İkinci olarak, güvenlik bürokrasisinde stratejik bir dengeleme yapılmaktadır ve Putin’in modus operandisi ile örtüşmektedir. Vladimir Putin, ülke siyaseti üzerinde nüfuz ve güç mücadelesinde bulunan muhtelif grupları birbiri ile dengelemekte, makam yükseltme-alçaltmaları bunu gözeterek yapmaktadır. Bu sayede herhangi bir tarafın diğerine üstün gelmesini ve sistemde tahakküm kurması engellemektedir. Hatta yeri geldiğinde kontrollü olarak çatışmaya izin verip, müteakiben sorun çözücü olarak tüm taraflar üzerindeki nüfuzunu tahkim etmektedir. Bu sistem içerisinde tüm grupların ortak özelliği ise Putin’e olan sadakat. Sadakatini muhafaza eden aktörler, sistemin dışına itilmiyor ve ötekileştirilmiyor. Nitekim son değişiklikler de bu yaklaşıma ampirik kanıtlar sunmaktadır.

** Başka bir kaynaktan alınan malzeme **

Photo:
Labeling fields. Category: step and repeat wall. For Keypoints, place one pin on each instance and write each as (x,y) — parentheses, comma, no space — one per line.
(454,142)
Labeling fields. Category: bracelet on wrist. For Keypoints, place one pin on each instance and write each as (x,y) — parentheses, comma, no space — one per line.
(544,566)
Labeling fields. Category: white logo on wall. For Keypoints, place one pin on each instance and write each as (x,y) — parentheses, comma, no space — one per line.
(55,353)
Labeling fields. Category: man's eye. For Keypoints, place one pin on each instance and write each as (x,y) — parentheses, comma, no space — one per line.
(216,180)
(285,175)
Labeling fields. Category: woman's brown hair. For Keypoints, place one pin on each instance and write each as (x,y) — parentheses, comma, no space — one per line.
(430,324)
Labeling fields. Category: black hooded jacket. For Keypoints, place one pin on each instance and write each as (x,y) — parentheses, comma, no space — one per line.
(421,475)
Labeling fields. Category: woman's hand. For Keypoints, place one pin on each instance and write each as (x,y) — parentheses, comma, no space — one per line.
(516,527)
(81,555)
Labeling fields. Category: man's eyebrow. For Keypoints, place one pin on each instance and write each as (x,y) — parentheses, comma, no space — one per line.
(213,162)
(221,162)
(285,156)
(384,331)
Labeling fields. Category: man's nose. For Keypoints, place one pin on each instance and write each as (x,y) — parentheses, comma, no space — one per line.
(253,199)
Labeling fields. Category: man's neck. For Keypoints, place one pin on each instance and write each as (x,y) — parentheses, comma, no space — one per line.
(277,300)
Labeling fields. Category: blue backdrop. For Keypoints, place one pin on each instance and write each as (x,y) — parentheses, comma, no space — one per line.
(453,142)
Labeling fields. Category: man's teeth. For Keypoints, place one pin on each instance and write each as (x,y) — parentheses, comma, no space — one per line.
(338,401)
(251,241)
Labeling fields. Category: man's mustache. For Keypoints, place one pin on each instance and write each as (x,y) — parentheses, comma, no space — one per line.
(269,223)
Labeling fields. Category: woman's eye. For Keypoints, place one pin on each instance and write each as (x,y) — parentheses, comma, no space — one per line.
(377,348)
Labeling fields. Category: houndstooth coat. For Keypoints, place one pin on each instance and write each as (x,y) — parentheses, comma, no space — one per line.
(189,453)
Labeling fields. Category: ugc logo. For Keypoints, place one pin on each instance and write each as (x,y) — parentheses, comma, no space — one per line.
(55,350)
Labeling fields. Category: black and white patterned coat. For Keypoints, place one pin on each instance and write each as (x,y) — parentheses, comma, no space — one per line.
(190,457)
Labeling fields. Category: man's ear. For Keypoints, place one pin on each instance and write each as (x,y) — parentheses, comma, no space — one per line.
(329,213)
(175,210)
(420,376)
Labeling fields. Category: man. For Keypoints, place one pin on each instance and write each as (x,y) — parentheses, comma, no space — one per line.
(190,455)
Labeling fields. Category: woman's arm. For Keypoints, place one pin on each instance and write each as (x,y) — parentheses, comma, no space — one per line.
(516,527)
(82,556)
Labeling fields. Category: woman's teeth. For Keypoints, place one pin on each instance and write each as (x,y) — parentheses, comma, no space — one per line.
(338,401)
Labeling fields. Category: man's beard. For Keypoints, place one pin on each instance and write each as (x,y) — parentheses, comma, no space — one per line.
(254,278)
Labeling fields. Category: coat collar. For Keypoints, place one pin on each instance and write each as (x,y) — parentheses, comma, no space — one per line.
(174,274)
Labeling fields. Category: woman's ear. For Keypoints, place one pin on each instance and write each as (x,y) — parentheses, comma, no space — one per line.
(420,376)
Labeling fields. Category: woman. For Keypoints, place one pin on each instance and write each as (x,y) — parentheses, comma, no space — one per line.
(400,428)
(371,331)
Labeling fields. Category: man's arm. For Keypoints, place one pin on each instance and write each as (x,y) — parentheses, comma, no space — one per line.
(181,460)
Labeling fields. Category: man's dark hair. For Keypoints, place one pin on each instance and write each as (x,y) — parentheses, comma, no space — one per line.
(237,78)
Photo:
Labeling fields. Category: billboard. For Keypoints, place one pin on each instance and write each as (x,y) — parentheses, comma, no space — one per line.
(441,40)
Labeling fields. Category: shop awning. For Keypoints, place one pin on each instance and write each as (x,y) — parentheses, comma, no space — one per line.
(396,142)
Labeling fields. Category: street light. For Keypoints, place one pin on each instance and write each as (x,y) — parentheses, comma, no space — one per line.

FSB, GRU ve Rosgvardia ile mücadele halinde olan Sergey Şoygu’nun Savunma Bakanlığından alınması ancak sistem içerisinde özgül ağırlığı olan ve strateji üretiminde etkin güvenlik konseyi genel sekreterliğine getirilmesi iyi bir örnektedir. Ayrıca Peskov’un açıklamalarına göre yeni sistemde Şoygu, eskiden Savunma Bakanlığı uhdesinde olan Askeri-Endüstriyel komisyonda da görev üstlenecektir. Bununla beraber, Valeri Gerasimov’un Genelkurmay Başkanlığı görevini sürdürecek olması ve Putin’in açıkladığı üzere Ukrayna’daki harekatı icra eden tüm yapının varlığını sürdürmesi de önemlidir. Bu ifadeden yola çıkarak, bakanlıkta vuku bulan skandallara ve üst düzey tutuklamalara (Savunma Bakan Yardımcısı Timur İvanov ve Savunma Bakanlığı Personel Dairesi Başkanı Yuriy Kuznetsov) rağmen, Şoygu dönemine ait kritik personel ve generaller görevlerine devam edeceklerdir. Zira, aksi bir senaryoda güvenlik bürokrasinde operatif diğer grup ve kurumlar ağırlık kazanabilir ve dengesiz bir yapı oluşabilirdi. Bu denklemde Putin, Şoygu ve temsil ettiği grubun etkisini bütünüyle tasfiye etmeden stratejik bir geçiş sağlamıştır.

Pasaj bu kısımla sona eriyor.